O caso começou quando a paciente, identificada como Érica, procurou uma ginecologista por causa de dores fortes na barriga, além de sangramentos e anemia. Durante o atendimento, ela foi informada de que o problema poderia ser resolvido com a retirada do útero. Como já tinha três filhos e o marido havia feito vasectomia, ela concordou em realizar o procedimento.
Num primeiro momento, a cirurgia pareceu ter ocorrido sem problemas, e Érica teve alta em menos de 24 horas. No entanto, cerca de três meses depois, em 10 de abril, ela voltou a ser internada com fortes dores e a sensação de que algo se mexia dentro dela. Exames de imagem, entre tomografia e raio-x, apontaram a presença de um corpo estranho no abdômen da paciente.
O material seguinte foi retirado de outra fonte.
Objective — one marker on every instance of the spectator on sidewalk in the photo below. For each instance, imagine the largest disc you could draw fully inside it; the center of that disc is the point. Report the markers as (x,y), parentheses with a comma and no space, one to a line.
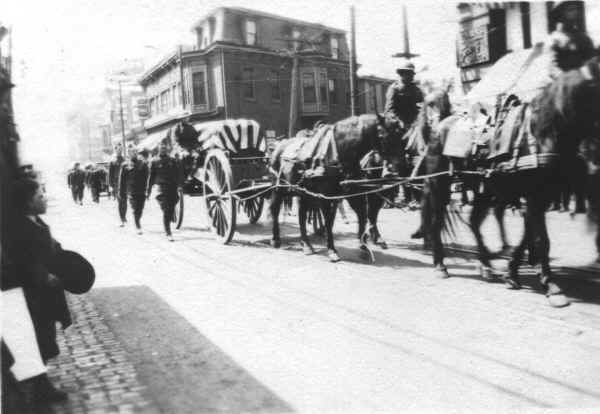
(133,180)
(32,249)
(76,180)
(166,174)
No dia seguinte, ela voltou à mesa de cirurgia, e foi então confirmado que o objeto era uma pinça cirúrgica, do tipo conhecido como pinça Kelly, com cerca de 18 centímetros. O instrumento havia obstruído o intestino, e uma parte do órgão, de aproximadamente 22 centímetros, chegou a ficar necrosada e precisou ser retirada. Ao longo de cerca de cinco meses, Érica passou por três cirurgias e diversas internações por infecções.
As consequências foram além da saúde. Érica relatou que se considera uma sobrevivente diante do número de cirurgias e que chegou a perder uma oportunidade de emprego como agente comunitária por causa das idas e vindas ao hospital. Diante disso, ela procurou a polícia e registrou um boletim de ocorrência por lesão corporal, no qual o médico responsável pela cirurgia, Juliano Noronha Ribeiro, aparece como autor.
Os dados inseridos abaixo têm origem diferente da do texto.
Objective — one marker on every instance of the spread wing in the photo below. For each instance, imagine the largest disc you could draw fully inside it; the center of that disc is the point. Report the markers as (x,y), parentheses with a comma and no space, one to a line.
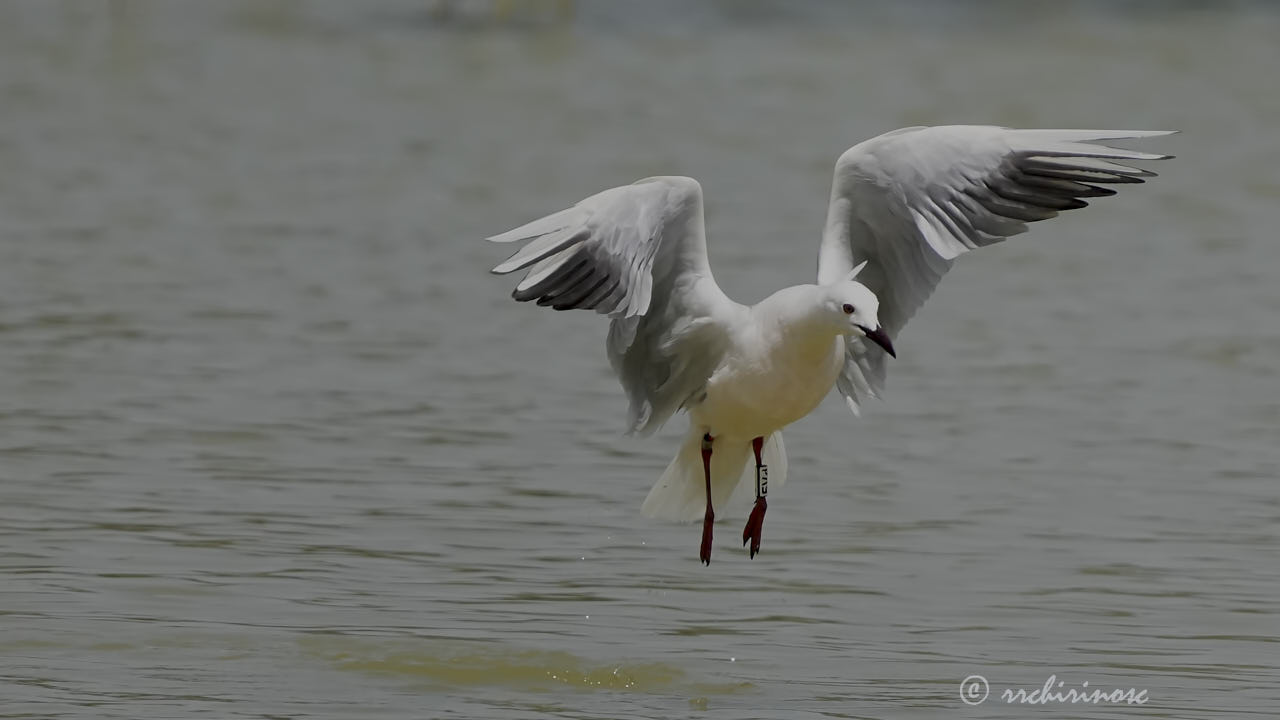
(913,200)
(638,254)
Em seu depoimento à polícia, o médico apresentou a própria versão sobre o ocorrido. Juliano Noronha Ribeiro afirmou que a paciente teve uma hemorragia e que diversas pinças cirúrgicas foram usadas para conter o sangramento. Segundo ele, a conferência e a contagem das pinças são atribuições da equipe de enfermagem e do instrumentador cirúrgico, e ele só fecharia a cavidade abdominal após a confirmação da equipe de que todos os materiais haviam sido conferidos.
A instrumentadora que participou da primeira cirurgia também prestou depoimento e confirmou que várias pinças foram de fato utilizadas para o controle da hemorragia. No entanto, ela afirmou que a responsabilidade primária pela gestão do instrumental cirúrgico é atribuição do cirurgião responsável pelo procedimento. O caso segue sob investigação das autoridades, que devem apurar as responsabilidades.